According to Jablonski, the need to break those patterns is what drove many recruits to take the job.


“You see community policing in this very real and raw way,” he said. "A big part of the motivation for a lot of cadets was, 'I don't want my community to be treated this way.' I want to treat everyone like they're relatives.'”


“Navajo Police: Class 57” was filmed during the department's 28-week training program last year. Hudson said many in the class were wary of their firearms or any use of aggression, given their own experiences with police.


“One of the young officers said several times, 'I don't want to be a typical police officer. I don't want to be one of those cops who is just an alpha male who kicks down doors. I want to come in with understanding and understanding of what people are going through,'” Hudson recalled.

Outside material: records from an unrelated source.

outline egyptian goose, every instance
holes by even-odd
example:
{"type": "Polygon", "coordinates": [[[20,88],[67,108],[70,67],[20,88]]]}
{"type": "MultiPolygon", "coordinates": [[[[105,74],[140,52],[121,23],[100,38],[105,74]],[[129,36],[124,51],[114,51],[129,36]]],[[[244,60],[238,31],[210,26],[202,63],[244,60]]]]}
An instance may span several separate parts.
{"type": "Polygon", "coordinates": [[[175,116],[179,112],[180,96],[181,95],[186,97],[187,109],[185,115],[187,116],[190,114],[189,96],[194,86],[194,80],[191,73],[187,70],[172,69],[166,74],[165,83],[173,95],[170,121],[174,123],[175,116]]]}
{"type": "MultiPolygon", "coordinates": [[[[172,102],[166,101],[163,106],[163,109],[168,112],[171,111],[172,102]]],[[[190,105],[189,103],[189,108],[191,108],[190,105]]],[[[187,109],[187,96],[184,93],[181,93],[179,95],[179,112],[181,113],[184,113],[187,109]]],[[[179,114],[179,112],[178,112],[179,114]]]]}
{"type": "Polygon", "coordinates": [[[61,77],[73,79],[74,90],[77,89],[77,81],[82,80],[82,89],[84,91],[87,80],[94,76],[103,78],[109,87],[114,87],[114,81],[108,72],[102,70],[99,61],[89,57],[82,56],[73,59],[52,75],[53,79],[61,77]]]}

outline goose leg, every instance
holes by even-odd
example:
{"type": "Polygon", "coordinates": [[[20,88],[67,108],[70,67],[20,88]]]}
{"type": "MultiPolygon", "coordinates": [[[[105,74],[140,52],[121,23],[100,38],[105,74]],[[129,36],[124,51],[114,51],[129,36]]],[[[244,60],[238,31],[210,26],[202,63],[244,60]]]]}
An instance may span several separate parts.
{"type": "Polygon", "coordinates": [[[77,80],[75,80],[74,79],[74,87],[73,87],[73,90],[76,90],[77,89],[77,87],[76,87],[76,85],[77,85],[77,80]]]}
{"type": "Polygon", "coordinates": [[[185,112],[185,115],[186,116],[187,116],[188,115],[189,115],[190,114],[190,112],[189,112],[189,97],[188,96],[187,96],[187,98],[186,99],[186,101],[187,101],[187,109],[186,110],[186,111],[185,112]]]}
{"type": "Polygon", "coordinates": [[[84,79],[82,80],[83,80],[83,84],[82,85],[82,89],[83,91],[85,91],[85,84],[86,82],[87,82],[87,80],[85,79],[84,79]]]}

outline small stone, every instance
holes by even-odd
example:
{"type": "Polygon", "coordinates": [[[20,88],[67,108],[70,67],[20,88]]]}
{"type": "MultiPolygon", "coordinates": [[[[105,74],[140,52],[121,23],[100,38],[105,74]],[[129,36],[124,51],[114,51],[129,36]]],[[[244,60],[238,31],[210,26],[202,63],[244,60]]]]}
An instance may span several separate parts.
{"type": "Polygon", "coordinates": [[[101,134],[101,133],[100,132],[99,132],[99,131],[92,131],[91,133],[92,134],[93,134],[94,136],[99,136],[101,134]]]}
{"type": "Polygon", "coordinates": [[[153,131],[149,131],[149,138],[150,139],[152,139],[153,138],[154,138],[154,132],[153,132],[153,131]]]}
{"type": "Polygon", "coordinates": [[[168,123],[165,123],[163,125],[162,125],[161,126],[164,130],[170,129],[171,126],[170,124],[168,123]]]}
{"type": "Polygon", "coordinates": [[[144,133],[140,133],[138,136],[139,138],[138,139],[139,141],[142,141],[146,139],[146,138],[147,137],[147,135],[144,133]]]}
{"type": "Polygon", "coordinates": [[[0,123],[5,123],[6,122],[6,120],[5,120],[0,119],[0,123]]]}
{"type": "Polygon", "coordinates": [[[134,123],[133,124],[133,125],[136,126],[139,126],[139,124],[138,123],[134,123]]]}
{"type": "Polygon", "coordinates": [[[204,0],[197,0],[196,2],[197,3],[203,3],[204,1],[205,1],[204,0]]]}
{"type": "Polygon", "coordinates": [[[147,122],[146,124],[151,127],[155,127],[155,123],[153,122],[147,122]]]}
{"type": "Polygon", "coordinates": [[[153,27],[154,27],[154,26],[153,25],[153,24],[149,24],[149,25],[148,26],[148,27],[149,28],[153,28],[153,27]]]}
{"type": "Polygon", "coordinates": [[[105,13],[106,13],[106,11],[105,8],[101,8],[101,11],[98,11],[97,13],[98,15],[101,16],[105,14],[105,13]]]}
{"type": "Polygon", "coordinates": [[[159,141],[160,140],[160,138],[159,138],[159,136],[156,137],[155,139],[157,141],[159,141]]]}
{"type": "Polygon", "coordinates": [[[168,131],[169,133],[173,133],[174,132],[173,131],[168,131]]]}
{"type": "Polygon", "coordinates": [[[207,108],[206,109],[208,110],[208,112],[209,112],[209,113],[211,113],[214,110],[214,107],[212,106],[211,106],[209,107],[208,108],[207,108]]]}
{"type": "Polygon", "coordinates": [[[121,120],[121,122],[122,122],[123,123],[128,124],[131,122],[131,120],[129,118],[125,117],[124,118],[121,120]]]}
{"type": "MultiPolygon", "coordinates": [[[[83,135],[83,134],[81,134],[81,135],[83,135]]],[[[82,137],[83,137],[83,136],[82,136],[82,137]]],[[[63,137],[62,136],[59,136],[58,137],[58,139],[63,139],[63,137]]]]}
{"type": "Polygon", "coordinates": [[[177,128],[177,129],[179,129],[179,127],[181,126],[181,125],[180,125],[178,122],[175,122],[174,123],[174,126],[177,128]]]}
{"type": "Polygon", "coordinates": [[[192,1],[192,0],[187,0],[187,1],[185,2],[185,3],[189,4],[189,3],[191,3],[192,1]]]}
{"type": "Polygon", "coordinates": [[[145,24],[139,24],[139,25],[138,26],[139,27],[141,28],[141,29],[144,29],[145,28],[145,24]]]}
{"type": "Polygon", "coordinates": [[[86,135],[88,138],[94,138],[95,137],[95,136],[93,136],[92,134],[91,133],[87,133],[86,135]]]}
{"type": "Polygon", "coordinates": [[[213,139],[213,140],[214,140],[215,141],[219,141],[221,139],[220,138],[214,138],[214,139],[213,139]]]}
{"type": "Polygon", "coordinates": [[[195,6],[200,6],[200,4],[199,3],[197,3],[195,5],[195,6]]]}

While k’é guides the Diné, the shortage of officers on the Navajo Nation leaves little time for a compassionate approach. In walk-through scenes, police officers are seen rushing alone from incident to incident, often spending up to an hour to get to each case amid reports of people waiting up to days for an officer to respond.


It is under this pressure that we meet Class 57 and the 28 recruits who begin the seven-month program. Week after week, a combination of brutal training, personal problems and poor judgment drastically reduces the roster.


Those sorties ended up being one of the most difficult parts of filming for Nordstrom, who said he saw several cadets "ready to become really cool, useful officers," before "poor decision-making" got in their way. .


“To see that very understandable and totally relatable things, like making a youthful mistake, have profound consequences for your career was really sad,” he said.


Hudson, a member of the Tlingit and Haida tribes of Alaska, said he and his co-directors aimed to balance the more sobering parts of the series with images of “joy, humor, celebration of family, tradition and culture.”


Meeting Cadet Antwan Gray was especially encouraging for Hudson, who said he watched Class 57's youngest recruit grow from a shy, chubby boy to a confident man in his eyes.


"In the end, he looks like an officer," Hudson said. "He's confident, but he's still dealing with these demons like everyone else." The Navajo Nation's sovereignty, or legal right to self-government, makes the reservation a unique testing ground for determining what a community-based policing approach might look like.


When asked if the Navajo Police could provide a framework for other law enforcement agencies, Jablonski told HuffPost it was impossible to say.